Here is a daily graph for the time from May 15 to June 4. When exactly did T24256 roll out - on May 28?
(Via SWAP notebook, cp ~tbayer/printable=yes%20clicks\ May-June\ 2017.ipynb .)
@Tbayer partly on 23 and 24th for the smaller stuff, and the big wikipedias on june 1st it seems: https://www.mediawiki.org/wiki/MediaWiki_1.30/Roadmap (1.30.0-wmf.2)
Not really a significant influence it seems so far I guess. But there is a lot of variance there in that graph.. A lot more than I would have anticipated (maybe it correlates with the overall traffic those days. Any way, it's anywhere between 0.01-0.15 % of pageviews if I'm basing it on 650 million daily average of pageviews (incl. robots, spiders etc, all projects)

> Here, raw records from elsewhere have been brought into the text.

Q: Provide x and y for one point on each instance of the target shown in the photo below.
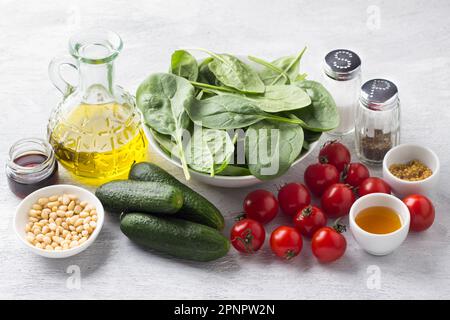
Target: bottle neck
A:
(96, 82)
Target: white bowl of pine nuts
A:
(59, 221)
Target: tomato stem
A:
(340, 228)
(240, 216)
(247, 241)
(289, 254)
(306, 212)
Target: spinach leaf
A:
(280, 98)
(163, 98)
(289, 65)
(183, 64)
(209, 150)
(311, 136)
(165, 142)
(204, 74)
(229, 111)
(232, 72)
(322, 114)
(271, 148)
(270, 66)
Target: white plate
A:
(220, 181)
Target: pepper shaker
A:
(342, 78)
(377, 125)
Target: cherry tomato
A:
(247, 235)
(309, 220)
(318, 177)
(337, 200)
(292, 197)
(421, 210)
(373, 185)
(261, 205)
(286, 242)
(355, 173)
(335, 153)
(328, 244)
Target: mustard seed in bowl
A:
(413, 170)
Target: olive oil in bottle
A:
(96, 130)
(99, 143)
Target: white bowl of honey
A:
(379, 223)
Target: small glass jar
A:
(377, 125)
(31, 165)
(342, 78)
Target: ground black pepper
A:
(376, 147)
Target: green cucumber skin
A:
(177, 237)
(125, 195)
(195, 208)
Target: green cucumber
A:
(126, 195)
(195, 207)
(176, 237)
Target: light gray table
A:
(407, 42)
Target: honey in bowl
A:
(378, 220)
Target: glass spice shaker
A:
(31, 165)
(377, 125)
(342, 78)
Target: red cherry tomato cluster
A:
(294, 199)
(337, 181)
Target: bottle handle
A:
(54, 72)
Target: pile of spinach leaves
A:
(240, 110)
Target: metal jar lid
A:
(379, 95)
(342, 64)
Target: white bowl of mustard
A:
(375, 243)
(403, 154)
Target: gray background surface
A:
(407, 42)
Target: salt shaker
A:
(377, 124)
(342, 78)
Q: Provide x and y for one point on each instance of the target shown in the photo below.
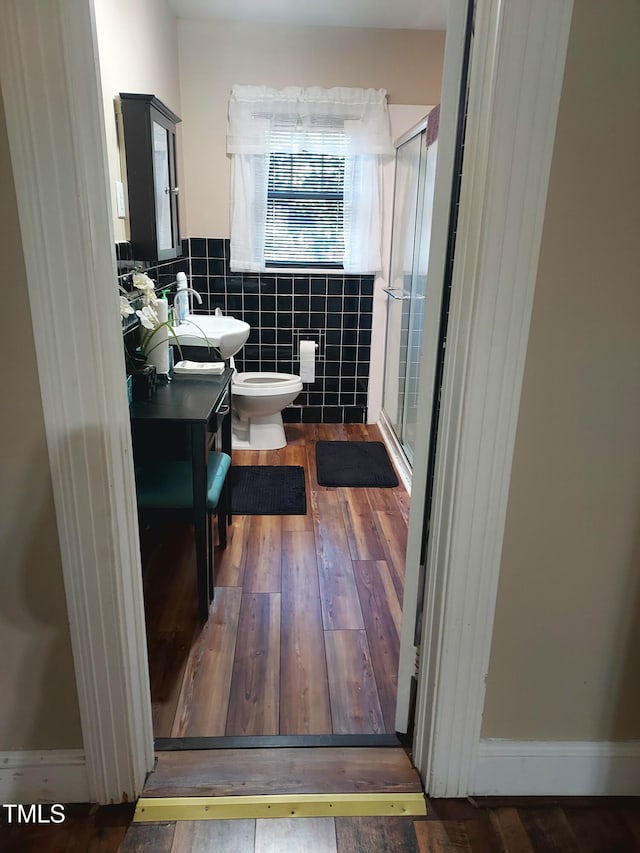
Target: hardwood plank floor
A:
(523, 825)
(303, 631)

OK, here is an extension of the previous graph, now covering April 4-July 2:
Looking at this fuller picture, it seems like there is a baseline of about 400-500k/day (which, again, would correspond to about 0.08 to 0.09% of the ca. 530 million daily non-spider pageviews) , and various spikes on top of it.
BTW I also checked that all those requests are actually human (more precisely, 100.0% had agent_type = 'user' on each day from June 25 to July 2).
Data sources: see previously mentioned SWAP notebook
Closing this now; feel free to reopen in case there are further questions.
It's weird, I really had expected to see a big drop somewhere due to more JS prints.... I'm amazed that it's not there. I can't explain it.